Melbourne School of Theology
- Former names: Melbourne Bible Institute Bible College of Victoria
- Motto: Biblical Depth. Spiritual Formation. Missional Heart
- Type: Tertiary Christian education
- Established: September 1920
- Religious affiliation: Nondenominational Christian Borneo Evangelical Mission
- Academic affiliation: Australian University of Theology
- Principal: Tim Meyers
- Students: 350+
- Location: Melbourne, Australia
- Campus: Wantirna South, Victoria, Melbourne CBD
- Website: mst.edu.au

= Melbourne School of Theology =

The Melbourne School of Theology (MST) is an evangelical Christian theological college with its main campus in Wantirna, an eastern suburb of Melbourne, Victoria, Australia. It offers undergraduate and post-graduate programs in biblical studies, pastoral studies, theology and related fields.

The school has a Chinese department, known as MST Chinese, in which undergraduate and graduate courses are taught in both Mandarin and Cantonese which also has a postgraduate research section known as MST Centre for the Study of Chinese Christianity.

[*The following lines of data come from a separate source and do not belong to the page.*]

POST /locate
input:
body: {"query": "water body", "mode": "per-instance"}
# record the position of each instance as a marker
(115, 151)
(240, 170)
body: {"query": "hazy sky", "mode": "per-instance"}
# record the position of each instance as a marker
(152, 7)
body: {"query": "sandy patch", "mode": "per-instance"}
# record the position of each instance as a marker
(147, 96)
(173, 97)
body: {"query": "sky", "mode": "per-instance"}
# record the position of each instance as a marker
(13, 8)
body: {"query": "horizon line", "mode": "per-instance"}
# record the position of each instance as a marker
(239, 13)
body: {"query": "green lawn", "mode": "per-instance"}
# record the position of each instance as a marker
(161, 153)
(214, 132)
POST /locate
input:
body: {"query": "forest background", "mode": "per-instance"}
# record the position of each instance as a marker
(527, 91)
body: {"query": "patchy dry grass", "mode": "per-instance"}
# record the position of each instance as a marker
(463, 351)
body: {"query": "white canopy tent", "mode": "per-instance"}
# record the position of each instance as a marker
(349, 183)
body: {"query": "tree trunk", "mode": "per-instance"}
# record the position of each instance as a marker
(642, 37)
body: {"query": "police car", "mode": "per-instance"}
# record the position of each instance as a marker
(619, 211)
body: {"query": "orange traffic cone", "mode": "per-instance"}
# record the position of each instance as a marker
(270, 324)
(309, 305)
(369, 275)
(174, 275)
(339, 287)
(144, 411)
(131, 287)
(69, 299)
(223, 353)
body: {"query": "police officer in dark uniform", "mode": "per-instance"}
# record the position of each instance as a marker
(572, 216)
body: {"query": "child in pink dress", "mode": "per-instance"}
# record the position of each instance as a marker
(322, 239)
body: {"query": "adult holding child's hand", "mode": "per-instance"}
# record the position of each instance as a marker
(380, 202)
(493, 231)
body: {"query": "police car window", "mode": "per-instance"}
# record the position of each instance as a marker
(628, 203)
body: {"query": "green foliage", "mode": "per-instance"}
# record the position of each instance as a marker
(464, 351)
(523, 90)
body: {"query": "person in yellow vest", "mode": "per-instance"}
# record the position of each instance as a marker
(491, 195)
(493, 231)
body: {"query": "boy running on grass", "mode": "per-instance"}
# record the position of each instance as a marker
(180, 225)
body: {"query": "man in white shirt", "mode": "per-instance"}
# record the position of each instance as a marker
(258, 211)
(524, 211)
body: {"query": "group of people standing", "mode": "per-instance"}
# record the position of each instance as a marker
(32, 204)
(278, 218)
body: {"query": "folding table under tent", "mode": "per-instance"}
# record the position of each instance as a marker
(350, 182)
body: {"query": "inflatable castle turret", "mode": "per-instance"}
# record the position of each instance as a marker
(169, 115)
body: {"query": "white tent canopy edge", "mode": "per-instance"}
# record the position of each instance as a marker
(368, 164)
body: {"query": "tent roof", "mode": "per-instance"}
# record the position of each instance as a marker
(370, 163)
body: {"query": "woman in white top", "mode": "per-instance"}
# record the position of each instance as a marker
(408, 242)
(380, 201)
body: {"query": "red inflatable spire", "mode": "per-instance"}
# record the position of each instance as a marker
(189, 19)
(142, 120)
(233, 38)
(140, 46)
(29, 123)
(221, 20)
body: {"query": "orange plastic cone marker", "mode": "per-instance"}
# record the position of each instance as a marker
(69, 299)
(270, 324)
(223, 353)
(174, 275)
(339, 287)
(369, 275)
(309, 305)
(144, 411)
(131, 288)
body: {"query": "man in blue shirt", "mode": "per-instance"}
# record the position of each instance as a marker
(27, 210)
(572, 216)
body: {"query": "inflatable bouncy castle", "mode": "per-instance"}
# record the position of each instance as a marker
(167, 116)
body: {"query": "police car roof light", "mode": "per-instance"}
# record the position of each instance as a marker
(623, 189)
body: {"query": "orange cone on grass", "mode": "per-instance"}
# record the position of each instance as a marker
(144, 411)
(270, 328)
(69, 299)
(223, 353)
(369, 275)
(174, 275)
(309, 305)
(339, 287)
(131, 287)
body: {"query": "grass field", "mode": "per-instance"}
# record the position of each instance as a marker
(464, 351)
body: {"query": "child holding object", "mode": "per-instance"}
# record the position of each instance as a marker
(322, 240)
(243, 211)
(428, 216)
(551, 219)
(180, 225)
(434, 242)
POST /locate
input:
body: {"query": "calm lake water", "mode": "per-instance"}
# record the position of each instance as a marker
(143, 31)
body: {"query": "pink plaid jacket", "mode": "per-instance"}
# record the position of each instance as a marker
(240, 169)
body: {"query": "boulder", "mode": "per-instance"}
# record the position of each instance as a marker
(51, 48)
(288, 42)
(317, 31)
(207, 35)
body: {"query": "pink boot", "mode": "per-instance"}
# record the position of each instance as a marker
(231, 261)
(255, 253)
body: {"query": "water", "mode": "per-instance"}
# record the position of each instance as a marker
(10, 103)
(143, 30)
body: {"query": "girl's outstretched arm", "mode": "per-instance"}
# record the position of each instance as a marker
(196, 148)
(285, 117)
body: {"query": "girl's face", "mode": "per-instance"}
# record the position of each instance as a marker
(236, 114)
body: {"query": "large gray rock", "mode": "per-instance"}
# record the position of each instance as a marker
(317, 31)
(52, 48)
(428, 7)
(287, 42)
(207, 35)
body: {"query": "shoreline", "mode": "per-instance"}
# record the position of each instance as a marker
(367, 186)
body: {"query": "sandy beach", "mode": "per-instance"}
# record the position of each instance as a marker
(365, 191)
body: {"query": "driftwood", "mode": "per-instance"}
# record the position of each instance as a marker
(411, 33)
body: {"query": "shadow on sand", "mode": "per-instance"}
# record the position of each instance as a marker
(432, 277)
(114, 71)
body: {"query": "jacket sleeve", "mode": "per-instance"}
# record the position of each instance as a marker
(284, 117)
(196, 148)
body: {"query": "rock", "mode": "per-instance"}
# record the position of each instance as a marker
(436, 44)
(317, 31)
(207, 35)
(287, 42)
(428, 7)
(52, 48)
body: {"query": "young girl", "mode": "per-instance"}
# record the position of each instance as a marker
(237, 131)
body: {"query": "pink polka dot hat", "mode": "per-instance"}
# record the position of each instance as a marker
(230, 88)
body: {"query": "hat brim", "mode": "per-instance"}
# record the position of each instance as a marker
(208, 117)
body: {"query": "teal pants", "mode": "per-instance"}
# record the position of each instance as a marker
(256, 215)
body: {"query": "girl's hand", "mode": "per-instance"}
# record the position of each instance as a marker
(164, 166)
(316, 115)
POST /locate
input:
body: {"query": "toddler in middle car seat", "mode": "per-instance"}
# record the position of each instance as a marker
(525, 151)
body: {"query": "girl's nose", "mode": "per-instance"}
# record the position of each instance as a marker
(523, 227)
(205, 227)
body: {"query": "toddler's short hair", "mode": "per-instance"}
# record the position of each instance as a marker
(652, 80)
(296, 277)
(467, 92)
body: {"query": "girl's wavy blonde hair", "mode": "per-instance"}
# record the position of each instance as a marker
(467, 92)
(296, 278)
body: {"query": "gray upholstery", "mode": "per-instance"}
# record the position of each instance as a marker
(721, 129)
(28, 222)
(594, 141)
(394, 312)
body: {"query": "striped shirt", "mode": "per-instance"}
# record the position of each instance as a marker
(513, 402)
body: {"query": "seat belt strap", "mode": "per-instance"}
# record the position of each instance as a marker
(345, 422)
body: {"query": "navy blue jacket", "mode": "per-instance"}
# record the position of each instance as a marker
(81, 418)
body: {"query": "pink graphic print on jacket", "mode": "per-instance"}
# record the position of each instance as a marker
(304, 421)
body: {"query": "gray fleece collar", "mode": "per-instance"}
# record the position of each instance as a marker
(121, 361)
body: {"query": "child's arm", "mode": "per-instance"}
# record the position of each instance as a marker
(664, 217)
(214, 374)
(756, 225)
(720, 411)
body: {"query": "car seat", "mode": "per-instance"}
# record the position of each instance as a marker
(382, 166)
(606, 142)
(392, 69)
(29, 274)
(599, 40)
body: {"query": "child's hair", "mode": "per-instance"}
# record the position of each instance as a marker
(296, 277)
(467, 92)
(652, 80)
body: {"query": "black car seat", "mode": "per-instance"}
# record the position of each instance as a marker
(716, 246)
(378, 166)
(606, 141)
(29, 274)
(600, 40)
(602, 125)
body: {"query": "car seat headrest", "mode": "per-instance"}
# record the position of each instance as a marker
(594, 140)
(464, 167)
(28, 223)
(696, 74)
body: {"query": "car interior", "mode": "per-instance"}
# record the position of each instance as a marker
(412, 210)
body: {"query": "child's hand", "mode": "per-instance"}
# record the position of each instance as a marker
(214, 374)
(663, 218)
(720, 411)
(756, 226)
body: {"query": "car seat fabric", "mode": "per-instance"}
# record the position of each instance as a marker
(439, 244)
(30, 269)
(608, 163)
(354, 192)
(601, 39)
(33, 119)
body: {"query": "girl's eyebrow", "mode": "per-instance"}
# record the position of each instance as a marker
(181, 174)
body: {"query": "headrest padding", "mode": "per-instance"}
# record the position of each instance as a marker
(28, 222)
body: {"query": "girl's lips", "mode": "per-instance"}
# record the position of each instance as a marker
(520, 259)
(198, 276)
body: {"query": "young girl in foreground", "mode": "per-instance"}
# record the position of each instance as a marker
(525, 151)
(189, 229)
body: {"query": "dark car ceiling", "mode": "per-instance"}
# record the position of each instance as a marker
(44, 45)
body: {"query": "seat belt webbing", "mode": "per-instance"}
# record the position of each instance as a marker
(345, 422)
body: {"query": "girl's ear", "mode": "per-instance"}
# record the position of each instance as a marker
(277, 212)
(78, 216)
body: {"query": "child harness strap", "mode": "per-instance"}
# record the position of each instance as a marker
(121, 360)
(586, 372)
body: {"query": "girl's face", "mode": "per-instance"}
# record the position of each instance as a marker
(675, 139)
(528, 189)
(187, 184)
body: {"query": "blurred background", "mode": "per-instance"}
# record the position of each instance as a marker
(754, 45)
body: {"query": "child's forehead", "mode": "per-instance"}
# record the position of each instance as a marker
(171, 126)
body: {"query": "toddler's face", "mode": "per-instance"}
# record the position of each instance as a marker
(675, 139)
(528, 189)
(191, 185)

In 2011 the main (Wantirna) campus relocated from the suburb of Lilydale in the outer eastern suburbs of Melbourne to its present location. The Chinese department, which used to operate in Box Hill, also relocated to the new campus and was renamed MST Chinese.

==List of principals==
- C. H. Nash (1920–1942)
- John W. Searle (1944–1963)
- J. Graham Miller (1965–1970)
- Neville Andersen (1971–1980)
- Arthur Cundall (1981–1989)
- David Price (1990–2004)
- Michael Raiter (2006–2011). He is the author of a number of books, including Stirrings of the Soul (Matthias Media, 2003), which won the 2004 SPCK Australian Christian Book of the Year Award. His book Meet Jesus is available as a reading plan on the YouVersion Bible app and also on the EasyEnglish Bible website.